Friday, October 12, 2012

Fall


Fall is a gorgeous and a foreboding time of year.
I am looking out my window at multi-colored leaves on the ground, the long dead and the recently dead. The wind is blowing as sunshine filters through branches creating patches of brilliance, leaving spots of shade and areas of darkness.

That is what fall is all about.  Contradiction. The beauty of foliage and invigorating crispness in the air soon to give way to howling white landscapes and a desperate need for  warmth.
I can’t help but think about my life at this time of year in terms of the contradictions I have created for myself.

I am a respected college professor.  Students enjoy my classes because I promote an atmosphere of open communication and discerning critique. We laugh, we argue, we read, we write, we learn from each other.  I am paid well enough that I have no worries. I am free to taste of and enjoy life.  
And yet I yearn to become a famous, world renowned, sought after and revered author. My brain tortures me with potential. I write everything. I sell nothing.

So I teach.
If my students could sense the intensity of my anger, the power of my frustration, they would avoid my class at all costs. The danger lies just below the surface of a fragile self-control.

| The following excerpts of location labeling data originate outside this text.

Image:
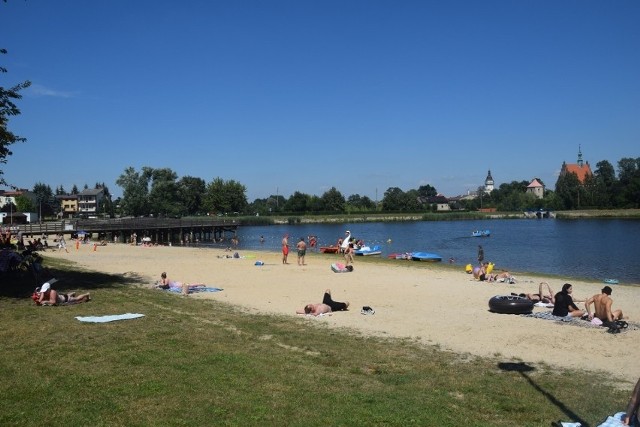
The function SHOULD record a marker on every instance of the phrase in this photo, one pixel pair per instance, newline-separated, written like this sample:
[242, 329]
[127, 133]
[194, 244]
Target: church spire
[580, 162]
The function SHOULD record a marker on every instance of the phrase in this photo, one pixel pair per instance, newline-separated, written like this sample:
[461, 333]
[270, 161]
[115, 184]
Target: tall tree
[190, 193]
[135, 191]
[7, 109]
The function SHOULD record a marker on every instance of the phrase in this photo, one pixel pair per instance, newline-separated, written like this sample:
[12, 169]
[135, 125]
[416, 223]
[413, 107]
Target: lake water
[585, 248]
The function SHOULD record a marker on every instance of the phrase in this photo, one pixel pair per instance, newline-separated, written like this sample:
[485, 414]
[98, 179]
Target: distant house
[89, 201]
[581, 169]
[68, 204]
[86, 203]
[536, 188]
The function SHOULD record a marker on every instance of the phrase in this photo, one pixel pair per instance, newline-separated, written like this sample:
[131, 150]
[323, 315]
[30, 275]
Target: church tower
[488, 183]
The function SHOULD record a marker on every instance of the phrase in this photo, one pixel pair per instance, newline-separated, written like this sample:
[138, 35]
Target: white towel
[109, 318]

Jill is a student and a very talented writer. I hate her for that. I know she will make a living from her writing, a very good living. She takes what I teach her and expands upon it, experiments with it and improves it. She takes my knowledge and makes it better.
She tells me she has completed a book and is testing the waters to see if there is any interest. I have never taken this seriously because she has not once asked for my advice or allowed me to read even one page of her work. The endless enthusiasm of youth.

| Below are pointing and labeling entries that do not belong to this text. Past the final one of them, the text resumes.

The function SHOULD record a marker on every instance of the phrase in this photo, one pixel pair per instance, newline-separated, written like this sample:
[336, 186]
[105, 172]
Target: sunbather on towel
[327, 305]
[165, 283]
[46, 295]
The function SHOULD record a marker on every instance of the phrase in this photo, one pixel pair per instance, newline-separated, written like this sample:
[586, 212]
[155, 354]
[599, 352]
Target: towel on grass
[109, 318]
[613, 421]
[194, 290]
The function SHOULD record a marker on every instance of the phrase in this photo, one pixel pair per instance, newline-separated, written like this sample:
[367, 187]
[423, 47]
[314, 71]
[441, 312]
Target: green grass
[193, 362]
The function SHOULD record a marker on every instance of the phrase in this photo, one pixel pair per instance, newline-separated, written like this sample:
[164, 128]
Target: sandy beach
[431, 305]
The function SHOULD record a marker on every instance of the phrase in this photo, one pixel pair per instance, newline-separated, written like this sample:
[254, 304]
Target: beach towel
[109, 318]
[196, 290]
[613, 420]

Sometimes I swear I see condescension in her eyes but then I dismiss it as imagination colored by my  self-loathing as a failed writer. Still, I think she knows she is better than me and that the only way she will end up in a college auditorium is as a guest lecturer promoting her newest book and sharing her sharply original writing techniques.
We have had drinks together and enjoyed intimate and challenging conversation. In class she shows me a hint of cleavage, she dances more than walks and her confidence is as erotic as it is intimidating. I want more from her, have hinted at it but she is too smart for that.

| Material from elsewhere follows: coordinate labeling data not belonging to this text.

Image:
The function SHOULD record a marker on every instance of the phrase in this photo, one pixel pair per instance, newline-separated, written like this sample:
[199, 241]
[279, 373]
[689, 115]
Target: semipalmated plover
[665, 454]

I am looking out my window at fallen branches compressing twisted fallen branches. Tangled intricately and hopelessly together.  The wreckage of many a winter.  I don’t clear, I don’t rake, it is just not my thing. So the debris piles up, shifts and changes shape and decays in front of my eyes.
I had promise. I still do. But I don’t have the stomach for the rejection, the ass kissing, the contacts that have to be made and the humility implicit in trying to sell bits and pieces of my soul. I went at it like the literary lion I pictured myself to be when I was young. Submitting to magazines and websites, going on literary retreats, reading every book ever written about writing (how ironic is that?), contacting agents, publishers and editors, querying book ideas and following up with submissions that were rejected.

I taught so I could eat. Now I teach and eat shit.
This apartment is small. Not cramped small just smaller than you would expect from a tenured college professor.  I can afford better, much better.  It occurs to me that the closeness functions somehow as  an unconscious admission of my diminishing prospects. Too much space suggests too much potential.  I am floored by this realization.

The phone startles me from this deep reverie and I am edgy and off balance.
Its Jill passionately telling me that she has just sold her first book. My fingers dig into my thigh as I congratulate her through gritted teeth and tell her she is on her way. I suggest we should go out for a drink to celebrate but she says she is already partying with friends.

I am looking out my window during a season where many things begin to die. Beauty thins out every day and suggests something I don’t want to think about.
I will not teach tomorrow. I am not up for it. I think I’ll take a walk and put the note up on the classroom door.